Article appears in San Diego's North County Times
The past week's late-winter storms have washed away worries about a possible drought this year, water officials say.
The year ending June 30 is still shaping up as a dry one, so continued water conservation is needed, state and local officials say. But enough water is in storage or available to import that no mandatory restrictions are being considered.
Water content in California's snowpack jumped from 32 percent of normal to 46 percent of normal from March 12 to March 19, said David Rizzardo, chief of snow surveys for the state Department of Water Resources. The water year began July 1 and ends June 30.
"Last week was definitely the best storm we've had this winter," Rizzardo said Monday. "It's the kind of winter storm we'd like to get a few of a year."
The snowpack provides an important source of water during the dry spring and summer months to replenish reservoirs.
The northern Sierra Nevada now hold snow equivalent to 14 inches of water, or 52 percent of normal, Rizzardo said. Normally at this time of year, the northern Sierra Nevada should hold 27 to 28 inches of snow water equivalent.
The department's biggest reservoirs also look in good shape as of Monday. That's mainly due to storage from last year's above-average precipitation, Rizzardo said. Other key water measurements:
- Lake Shasta, the state's biggest reservoir, holds 76 percent of its capacity of 4.5 million acre-feet, representing 96 percent of its historical average. An acre-foot is about 326,000 gallons, or the amount used by two average single-family households of four in a year.
- Lake Oroville is 78 percent full, 105 percent of average to date. The reservoir holds 3.5 million acre-feet of water.
These huge reservoirs are meant for multiyear storage to tide the state over in dry years, Rizzardo said.
SoCal outlook promising
Southern California's outlook is good, said Bob Muir, a spokesman for the Metropolitan Water District, California's biggest water wholesaler. Metropolitan supplies water agencies throughout the region, including San Diego and Riverside counties.

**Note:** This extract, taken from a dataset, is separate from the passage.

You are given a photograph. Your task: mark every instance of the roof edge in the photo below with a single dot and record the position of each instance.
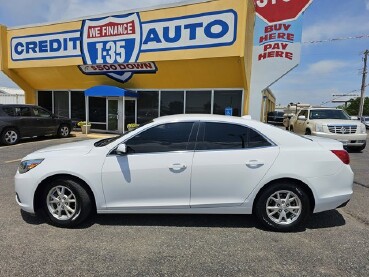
(149, 8)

With its anticipated deliveries of Northern California water from the State Water Project and from the Colorado River, along with its own storage, Metropolitan can meet demand, Muir said.
State Water Project deliveries to Metropolitan for the next water year are now set at 50 percent of normal, a number that may increase in coming weeks as the recent storms are factored into the supply outlook.
Metropolitan has just under 1 million acre-feet in storage in the reservoirs it owns, Muir said, plus more elsewhere.
Metropolitan holds 748,000 acre-feet in Diamond Valley Lake, Metropolitan's biggest reservoir. That's 92 percent of the 810,000-acre-feet capacity of the lake, located near Hemet. Metropolitan paid $2 billion to build the reservoir, which was completed in 1999.
"This is a testament to the investment Southern California's made, because we were truly able to take advantage of last year's extraordinarily wet conditions, and we were able to bulk up our reserves," Muir said.
Metropolitan also stores water in Lake Mead near Las Vegas and in groundwater basins in California's Central Valley and Southern California, Muir said.
"By the end of the year, we could have almost 3 million acre-feet of water in storage," Muir said. "That's more than we've ever had in our history."
Diamond Valley Lake and the related Inland Feeder project that connects to the reservoir and Metropolitan's Colorado River Aqueduct have greatly increased Southern California's flexibility to import water when it's plentiful, Muir said.
The Inland Feeder cost $1.2 billion, and water began flowing through its 44 miles of pipes in 2009.
The regional outlook
San Diego County likewise begins spring with a decent amount of water on hand and expected to be delivered, said Dana Friehauf, principal water resources specialist for the San Diego County Water Authority. The authority supplies local water agencies in the county that sell to residents and businesses.
"Reservoir levels are at average, which is a good thing, so we will not be having shortages this year," Friehauf said.
As of Monday, the authority's reservoirs contain 331,000 acre-feet, Friehauf said. That's about 57 percent of their capacity of 586,500 acre-feet.
In Southwest Riverside County, Metropolitan's diligence in storing water has paid dividends in water security, said John Rossi, general manager of the Western Municipal Water District. The district supplies Lake Elsinore and Canyon Lake, along with much of Temecula and Murrieta.
"This weekend's rain and snow will likely maintain the State Water Project's delivery estimate for the coming year of 50 percent, and it appears to be another dry year," Rossi said in an email. "Thankfully, Metropolitan has been able to put over a million acre-feet into storage in the past year, so we start the year in a better position than in the past."